La coordination avait choisi Pauline Delage pour faire l’introduction politique de la réunion. Elle a été consacrée à rappeler l’exigence du maintien, du renforcement et de l’unité du nouveau Front populaire. Si Le Monde, cite son intervention en la définissant comme « Élue PM », ce n’est ni en tant que telle ni en tant que militante d’ENSEMBLE! qu’elle intervenait.
Les interventions des quatre grands partis du NFP, en début de réunion, étaient attendues – non sans appréhension.
Les interventions des quatre grands partis du NFP
Les écologistes
Le salut de Guy Benarroche, sénateur écologiste, était franchement amical et unitaire, mais ne prenait parti dans aucun des débats nationaux en cours. Il encourageait simplement et en termes fraternels (voire paternels…) notre dynamique.
Le PCF
L’intervention du représentant du PCF (Dylan Zeitoun, « numéro deux » de la fédération départementale dont le secrétaire était indisponible), était une intervention très officielle. Il a lu un texte élaboré par la direction de son parti dans les Bouches-du-Rhône. Elle manifestait scepticisme et hostilité à l’égard du principe même de comités de Front populaire.

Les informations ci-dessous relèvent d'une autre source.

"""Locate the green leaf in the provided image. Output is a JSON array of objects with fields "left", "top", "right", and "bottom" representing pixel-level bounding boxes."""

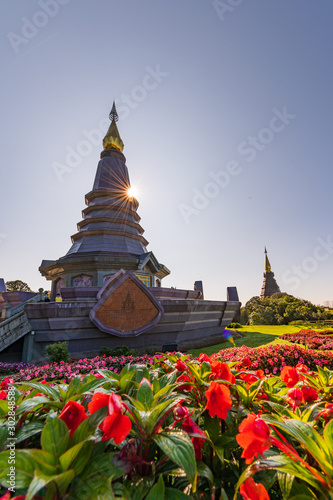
[
  {"left": 323, "top": 420, "right": 333, "bottom": 450},
  {"left": 25, "top": 470, "right": 75, "bottom": 500},
  {"left": 164, "top": 488, "right": 189, "bottom": 500},
  {"left": 204, "top": 411, "right": 221, "bottom": 443},
  {"left": 0, "top": 399, "right": 8, "bottom": 416},
  {"left": 41, "top": 417, "right": 69, "bottom": 460},
  {"left": 118, "top": 371, "right": 135, "bottom": 393},
  {"left": 0, "top": 425, "right": 9, "bottom": 451},
  {"left": 70, "top": 406, "right": 108, "bottom": 446},
  {"left": 59, "top": 441, "right": 91, "bottom": 471},
  {"left": 18, "top": 382, "right": 60, "bottom": 401},
  {"left": 197, "top": 462, "right": 214, "bottom": 484},
  {"left": 0, "top": 450, "right": 37, "bottom": 489},
  {"left": 317, "top": 366, "right": 328, "bottom": 387},
  {"left": 21, "top": 449, "right": 58, "bottom": 475},
  {"left": 262, "top": 415, "right": 333, "bottom": 476},
  {"left": 78, "top": 378, "right": 111, "bottom": 395},
  {"left": 16, "top": 421, "right": 45, "bottom": 444},
  {"left": 152, "top": 430, "right": 197, "bottom": 492},
  {"left": 147, "top": 394, "right": 184, "bottom": 434},
  {"left": 234, "top": 454, "right": 328, "bottom": 500},
  {"left": 278, "top": 472, "right": 295, "bottom": 500},
  {"left": 146, "top": 475, "right": 165, "bottom": 500},
  {"left": 136, "top": 379, "right": 154, "bottom": 408},
  {"left": 16, "top": 396, "right": 50, "bottom": 415},
  {"left": 97, "top": 368, "right": 119, "bottom": 383}
]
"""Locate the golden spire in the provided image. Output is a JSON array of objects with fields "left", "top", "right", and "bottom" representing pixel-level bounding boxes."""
[
  {"left": 103, "top": 101, "right": 124, "bottom": 152},
  {"left": 265, "top": 247, "right": 272, "bottom": 274}
]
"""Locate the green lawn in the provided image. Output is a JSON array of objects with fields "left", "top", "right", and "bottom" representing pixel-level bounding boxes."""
[{"left": 186, "top": 325, "right": 303, "bottom": 357}]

Il estimait que le NFP était constitué des organisations qui l’avaient fondé. Les inviter à notre Assemblée générale, c’était un peu « les inviter à dîner chez elles », pour une réunion inutile. Il n’était pas nécessaire, il était même mauvais selon lui de construire un « mille-feuille » de structures et de multiplier les réunions. En effet, les partis du Nouveau Front populaire existaient déjà et jouaient déjà le rôle de mobilisation autour de son programme. Soit dit entre parenthèses, personne ne l’avait constaté. Il ajoutait le plus sérieusement du monde que notre initiative, avec ces comités, leur coordination, leur assemblée générale, traduisaient une « conception bureaucratique de la politique ». Rien moins. Ce discours laissait la salle perplexe.
Le PS
Le rôle de Sophie Roques, pour le Parti socialiste, n’était pas facile, au lendemain du vote de la motion de censure, et du choix socialiste de ne pas l’approuver. Elle avait elle-même l’atout d’être une personnalité locale très marquée à gauche. Elle pouvait ainsi dire de façon crédible que si elle avait été députée, elle aurait voté la motion de censure. Elle a néanmoins rempli sa fonction dans le débat en expliquant, euphémisant et en un sens justifiant le choix de ses camarades. Dans une intervention très unitaire, elle a exprimé à son tour le même scepticisme que le PCF sur la pertinence de la mise en place de comités de Front populaire. La réunion lui paraissait ainsi « incongrue ».
LFI
L’intervention de Sébastien Delogu pour LFI était plus débonnaire. Il s’est dit « à l’écoute » de ce que pourraient dire les collectifs. Sans se dire favorable à leur développement, il a ajouté « mais si vous croyez que c’est ce qu’il faut faire, allez-y… ».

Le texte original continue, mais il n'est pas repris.